Octobre 1944 est encore lisible au dos de la
photographie. Quand je la retourne, je vois mon grand-père paternel et moi. Lui
à la fin de sa vie. Moi, au début de la mienne. En 1944, il y a 81 ans. J’ai,
un peu plus de cinq ans.
La lumière qui éclaire la photographie dessine une fin
de journée d’automne, au sortir de la guerre. Une belle après-midi aux couleurs
chaudes. Le grand-père qui était venu nous voir exceptionnellement, sans doute
nous avait-il proposé, une balade. Non loin de l’objectif, j’imagine maman qui
rattrape Liliane, mon aînée de deux ans.
De ce petit-être qu’il retient du bout des doigts, je
ne vois qu’un gamin maigrichon, affublé d’un short à bretelles, avec une
chemise à carreaux, délavée, avec un col hirondelle (en pointe). De grosses
chaussettes de laines portées dans des galoches, et un béret bien accroché sur
la tête. Quelques mèches blondes s’en échappent. Sans oublier la grande écharpe
qui fait trois fois le tour de mon cou. Grand-père tient ma petite main qui a
disparu sous la sienne. On ne peut que la deviner.
Lui, est tout en couleur sombre. De son manteau kaki à
ses chaussures noires. Sa casquette grise ombrageant à moitié ses yeux plissés.
Sous le manteau, on aperçoit une écharpe, tout aussi sombre que sa tenue. Il
n’a pas encore de canne, elle viendra sous peu…
Comme tous les hommes de ma famille, il n’est pas très
grand. Une taille moyenne, aurait - on dit en ces temps.
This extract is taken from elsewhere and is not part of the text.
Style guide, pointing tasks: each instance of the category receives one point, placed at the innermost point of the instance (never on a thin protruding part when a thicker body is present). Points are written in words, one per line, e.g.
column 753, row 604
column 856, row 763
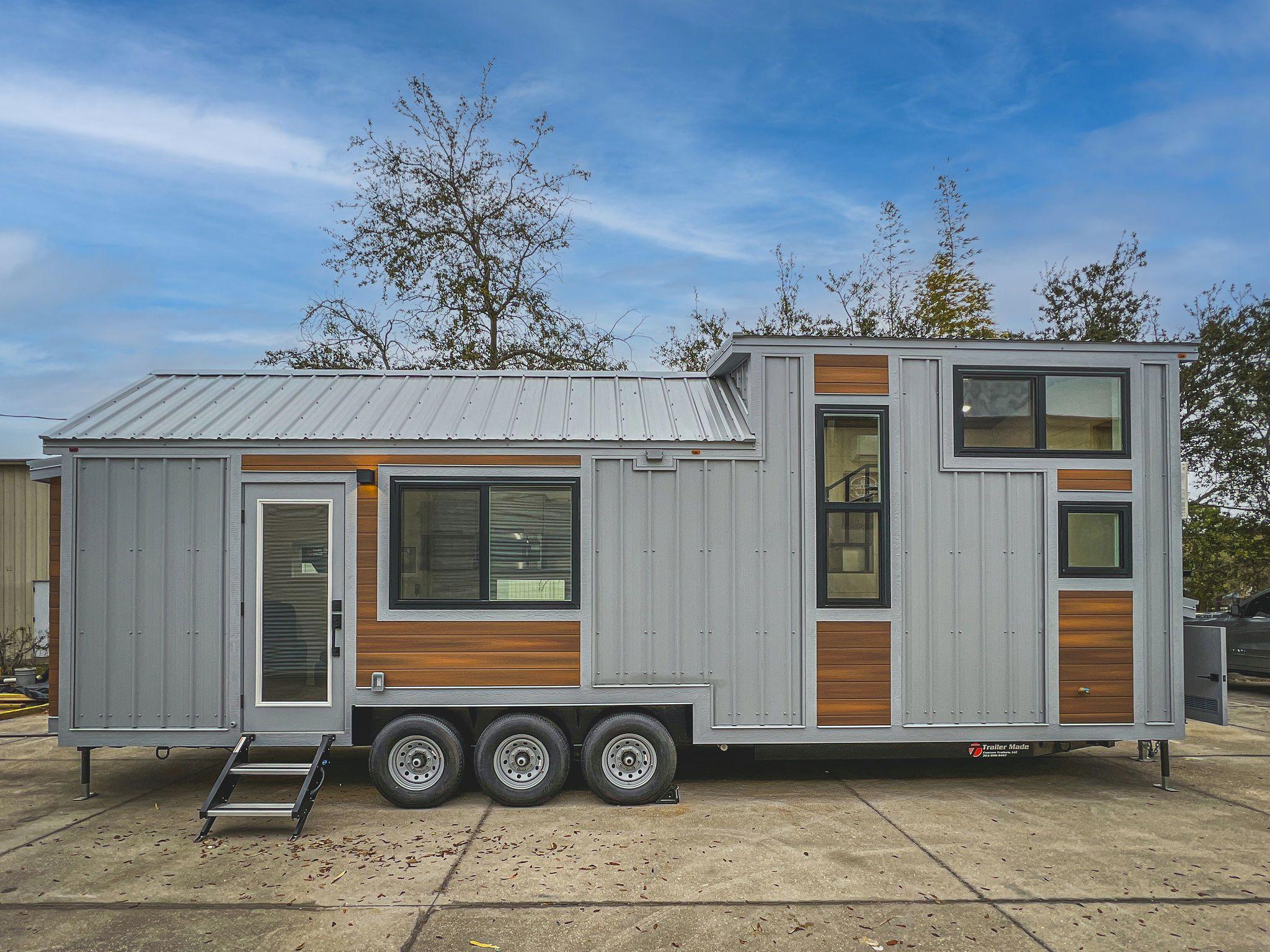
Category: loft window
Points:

Comme mon père, que je
n’ai pas connu, mais dont on aimait me rappeler le souvenir, il est très mince
et très fier. Son regard grave est baissé. Il contemple le chemin sinueux, si
attentif, trop attentif à notre marche, comme s’il voulait coordonner, le mieux
possible mes pas hésitants, à la cadence des siens. Il a sa main droite dans la
poche. Le poing gauche, qui me retient, qui me guide, porte une alliance au
majeur.
Ses yeux plissés par la lumière et la vieillesse
fixent les cailloux amoncelés sur notre chemin. Je m’attarde sur ce triste
regard, inconsolable, que rien ne peut amoindrir.
Dans cette photographie, je tente de me représenter
l’homme qu’on m’a toujours décrit, tout en prestance. J’essaye de faire
correspondre son physique de jeune premier sur des clichés antérieurs à cet
homme qui marche, le regard vague et perdu, le visage crispé. Sur ces clichés,
bien trop vieillis, je les revois, tous les deux, assis dans leur modeste
demeure. Lui enfoncé dans un fauteuil, fumant sa pipe, elle toujours à ses
côtés, en train de lire, un demi-sourire sur son visage.
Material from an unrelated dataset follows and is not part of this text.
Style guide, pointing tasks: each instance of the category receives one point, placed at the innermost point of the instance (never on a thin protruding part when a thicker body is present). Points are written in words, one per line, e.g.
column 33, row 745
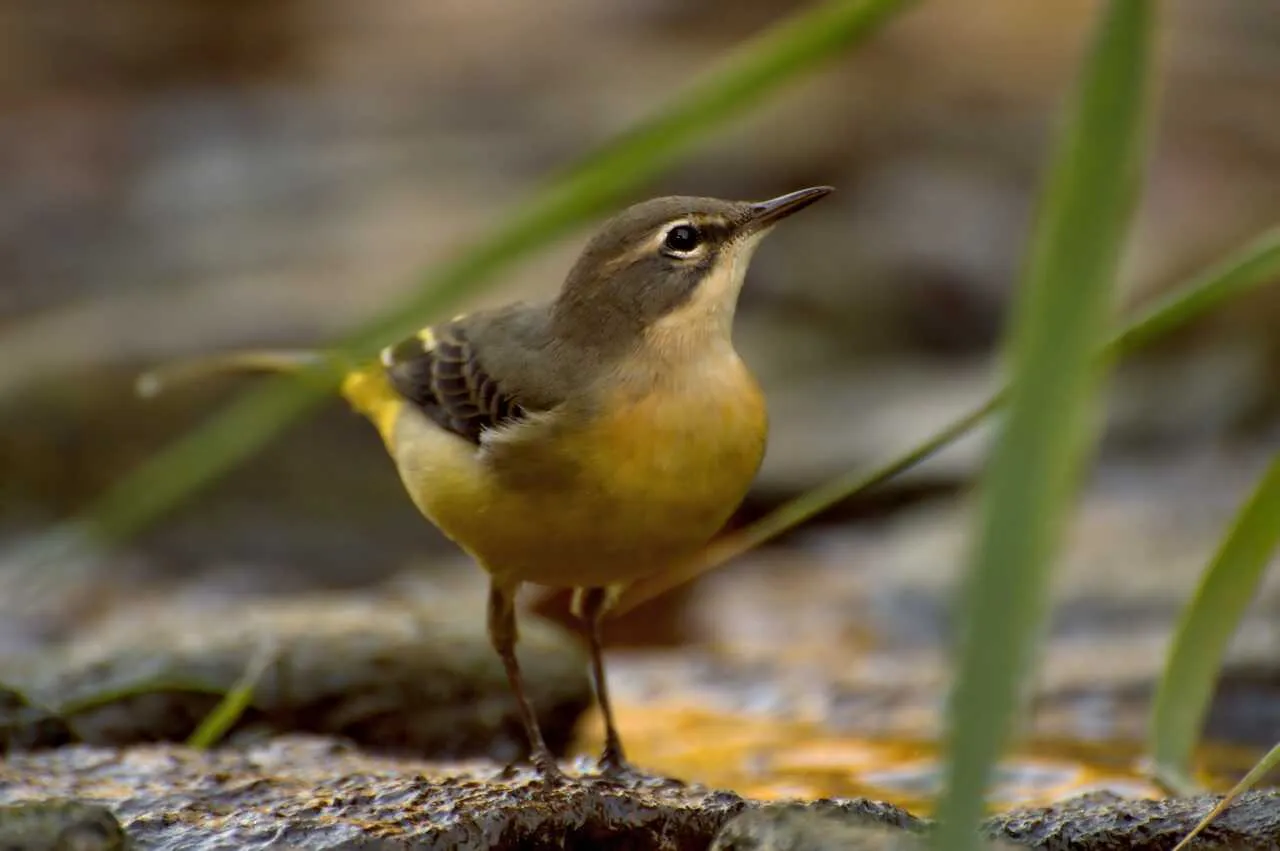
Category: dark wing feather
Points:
column 439, row 370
Mais cette image est maintenant balayée par cette photographie où nous marchons, tous les deux. Par cette photographie, où, malgré ma présence, une grande solitude emplit l’air. Si je suis là, à ses côtés, il est déjà seul.
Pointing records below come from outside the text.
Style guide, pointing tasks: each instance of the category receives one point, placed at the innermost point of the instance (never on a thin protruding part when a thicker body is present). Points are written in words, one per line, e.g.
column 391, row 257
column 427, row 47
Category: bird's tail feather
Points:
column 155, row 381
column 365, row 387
Son regard fixe sur un ailleurs dont je ne ferai
jamais partie. Peut-être parce que je suis trop petit et lui trop vieux. Il n’y
a aucun égoïsme dans ce regard fuyant. L’affection est là, profonde, mais elle
ne suffit plus.
L’enfant qui se dessine sur le papier, éclairé par
cette lumière de fin d’après-midi, ne comprend pas encore ce mutisme des
grands, réponse à la douleur de l’absence. Ce visage émacié er ridé, encore
beau, porte en lui toute une histoire. Dans ses yeux perdus je retrouve le
récit de toute une vie : les belles années passées, la guerre, la mort de son
fils, mon père, leur petite maison, puis la solitude…
Il avait survécu à tout, sauf à son fils.
Il le rejoindra deux années plus tard.
Je n’ai aucun souvenir de cette marche. J’aurais aimé
vouloir avoir la force de retenir cet instant dans ma mémoire, avant qu’il ne
s’effile. Cette journée chatoyante a cependant survécu à nos deux mémoires.
Juste le temps d’une prise de vue dans l’angle d’un Kodak.